I commented some years ago on the troubles that Egypt and related tyrant-run countries faced in the coming years. Saudi Arabia will not be far behind and the word will be better off when the House of Saud is toppled.
I lost sleep over the efforts of the people of Egypt becoming at once very emotional/moved at the sacrifices the middle to lower classes are making to change their lot in life (it’s emotional just putting this together). I was also moved by groups like TOR, Anonymous and the French ISP who offered free dial-up services for the Egyptian people. The beauty of the Net is that even we arm chair generals can, via TOR, create bridges that, if the censored of the world can find them, can be used to get their word out somewhat anonymously. That’s thanks, initially, to the US Navy who funded the project.
I am thinking back to the late 1960’s and early 1970’s when the American people had the piss and vinegar that those in Egypt, Tunisia, Yemen and Jordan are now displaying.

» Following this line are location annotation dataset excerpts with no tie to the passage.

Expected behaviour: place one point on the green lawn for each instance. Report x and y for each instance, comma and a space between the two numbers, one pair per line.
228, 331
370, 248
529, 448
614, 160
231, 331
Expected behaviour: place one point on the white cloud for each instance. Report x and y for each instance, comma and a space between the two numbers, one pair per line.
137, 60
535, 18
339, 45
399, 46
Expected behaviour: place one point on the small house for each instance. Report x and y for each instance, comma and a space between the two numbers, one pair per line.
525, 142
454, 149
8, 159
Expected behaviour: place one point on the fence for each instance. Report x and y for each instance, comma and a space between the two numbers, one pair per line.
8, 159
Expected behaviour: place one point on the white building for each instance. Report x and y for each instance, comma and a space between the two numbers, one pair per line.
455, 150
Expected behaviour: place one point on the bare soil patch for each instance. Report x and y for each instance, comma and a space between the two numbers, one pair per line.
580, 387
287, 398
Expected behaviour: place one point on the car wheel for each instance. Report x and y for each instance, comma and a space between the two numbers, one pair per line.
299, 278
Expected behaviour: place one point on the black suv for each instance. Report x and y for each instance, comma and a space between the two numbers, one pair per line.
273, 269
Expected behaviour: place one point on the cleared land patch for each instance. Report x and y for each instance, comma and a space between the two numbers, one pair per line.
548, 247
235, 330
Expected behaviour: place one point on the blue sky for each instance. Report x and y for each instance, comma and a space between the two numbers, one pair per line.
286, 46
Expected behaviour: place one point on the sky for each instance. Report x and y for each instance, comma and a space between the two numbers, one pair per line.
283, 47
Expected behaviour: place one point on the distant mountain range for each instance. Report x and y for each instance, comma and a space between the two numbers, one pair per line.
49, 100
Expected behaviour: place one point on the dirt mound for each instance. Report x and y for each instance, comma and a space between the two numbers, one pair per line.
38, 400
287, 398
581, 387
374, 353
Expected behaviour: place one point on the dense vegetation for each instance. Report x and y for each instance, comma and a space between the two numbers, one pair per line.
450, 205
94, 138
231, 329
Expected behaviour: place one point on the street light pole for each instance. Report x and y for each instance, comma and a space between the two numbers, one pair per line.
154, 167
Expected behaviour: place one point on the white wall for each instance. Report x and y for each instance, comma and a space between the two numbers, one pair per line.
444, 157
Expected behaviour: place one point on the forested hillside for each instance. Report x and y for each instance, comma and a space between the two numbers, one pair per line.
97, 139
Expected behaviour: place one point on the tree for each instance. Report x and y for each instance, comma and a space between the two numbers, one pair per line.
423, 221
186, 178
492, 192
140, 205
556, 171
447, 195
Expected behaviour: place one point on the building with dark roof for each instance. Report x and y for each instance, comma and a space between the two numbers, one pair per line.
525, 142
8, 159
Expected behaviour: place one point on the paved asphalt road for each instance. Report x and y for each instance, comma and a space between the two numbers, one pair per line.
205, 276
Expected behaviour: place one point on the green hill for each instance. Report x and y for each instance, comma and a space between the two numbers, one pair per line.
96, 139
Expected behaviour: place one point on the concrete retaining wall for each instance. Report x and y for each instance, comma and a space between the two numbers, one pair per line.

And let’s not forget the French and British people who took the streets last year over proposals to cut their benefits, wages and increase working hours.

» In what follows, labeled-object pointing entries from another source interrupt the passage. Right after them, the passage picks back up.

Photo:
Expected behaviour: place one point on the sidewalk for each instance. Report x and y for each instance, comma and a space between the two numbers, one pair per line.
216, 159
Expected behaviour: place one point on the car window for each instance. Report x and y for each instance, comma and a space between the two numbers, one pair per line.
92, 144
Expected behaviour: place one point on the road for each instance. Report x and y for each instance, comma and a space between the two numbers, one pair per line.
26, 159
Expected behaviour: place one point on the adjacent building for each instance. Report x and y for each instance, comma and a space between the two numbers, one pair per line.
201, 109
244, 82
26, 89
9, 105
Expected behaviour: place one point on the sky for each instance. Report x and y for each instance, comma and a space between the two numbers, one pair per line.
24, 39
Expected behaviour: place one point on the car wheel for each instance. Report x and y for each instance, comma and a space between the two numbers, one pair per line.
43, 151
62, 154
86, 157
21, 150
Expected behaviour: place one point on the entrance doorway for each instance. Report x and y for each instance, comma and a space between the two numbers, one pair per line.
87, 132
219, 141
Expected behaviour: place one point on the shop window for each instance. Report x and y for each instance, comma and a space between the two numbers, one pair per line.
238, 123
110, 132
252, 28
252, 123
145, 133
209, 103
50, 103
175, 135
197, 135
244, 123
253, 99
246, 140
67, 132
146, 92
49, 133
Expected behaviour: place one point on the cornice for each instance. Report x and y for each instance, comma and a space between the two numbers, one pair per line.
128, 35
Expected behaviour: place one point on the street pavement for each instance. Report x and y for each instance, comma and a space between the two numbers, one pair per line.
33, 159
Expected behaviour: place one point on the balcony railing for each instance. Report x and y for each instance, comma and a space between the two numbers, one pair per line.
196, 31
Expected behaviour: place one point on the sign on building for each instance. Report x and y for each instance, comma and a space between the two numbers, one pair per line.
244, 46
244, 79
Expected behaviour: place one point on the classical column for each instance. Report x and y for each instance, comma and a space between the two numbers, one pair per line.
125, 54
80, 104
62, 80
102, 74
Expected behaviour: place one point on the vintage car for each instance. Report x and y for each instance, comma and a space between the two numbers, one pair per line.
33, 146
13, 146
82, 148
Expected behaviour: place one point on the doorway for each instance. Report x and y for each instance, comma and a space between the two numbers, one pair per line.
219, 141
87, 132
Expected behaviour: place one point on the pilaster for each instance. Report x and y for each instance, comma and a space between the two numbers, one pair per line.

Meanwhile, here in the USA, the US Congress hesitates to extend benefits for a portion of the 20 percent of America’s population out of work and not likely to get employed gainfully for years.
And where are the American people as a trillion dollars is given to salvage banking and financial firms?
The response to it all is to think that all’s ok here in the USA when, in fact, it is not. We clearly have lunatics in the US Congress now across the board and a President who has continued and even accelerated the Reagan-Bush I-Clinton-Bush II destruction of the American Constitution and Civil Society. The USA is clearly becoming a militarized state. Even as Wikileaks and assorted Leakers provide hard evidence that American leadership is defunct the militarization continues. Fear pervades the land in the USA: fear of job/benefit loss, fear of terrorism, fear of taking a stand against the idiocy, fear of knowing the truth.
To me at least, art is a refuge and a record of history, a record that rewinds/replays constantly.
Art is music, lyrics and speech too.
Upon seeing Al Jazzera’s coverage of Egypt over the past few days, I went to my link to video of Malcolm X at Oxford in 1964:
Pulled out of the IPhone songs like Ball of Confusion by the Temptations, Foght the Power by Public Enemy, Monster by Steppenwolf. Those songs have lyrics that matter. Where are the artists now?
I think too of Thomas Jefferson who got it right:
“Prudence, indeed, will dictate that Governments long established should not be changed for light and transient causes; and accordingly all experience hath shewn that mankind are more disposed to suffer, while evils are sufferable than to right themselves by abolishing the forms to which they are accustomed. But when a long train of abuses and usurpations, pursuing invariably the same Object evinces a design to reduce them under absolute Despotism, it is their right, it is their duty, to throw off such Government, and to provide new Guards for their future security.” (source)
In the end, real change has to come from the street.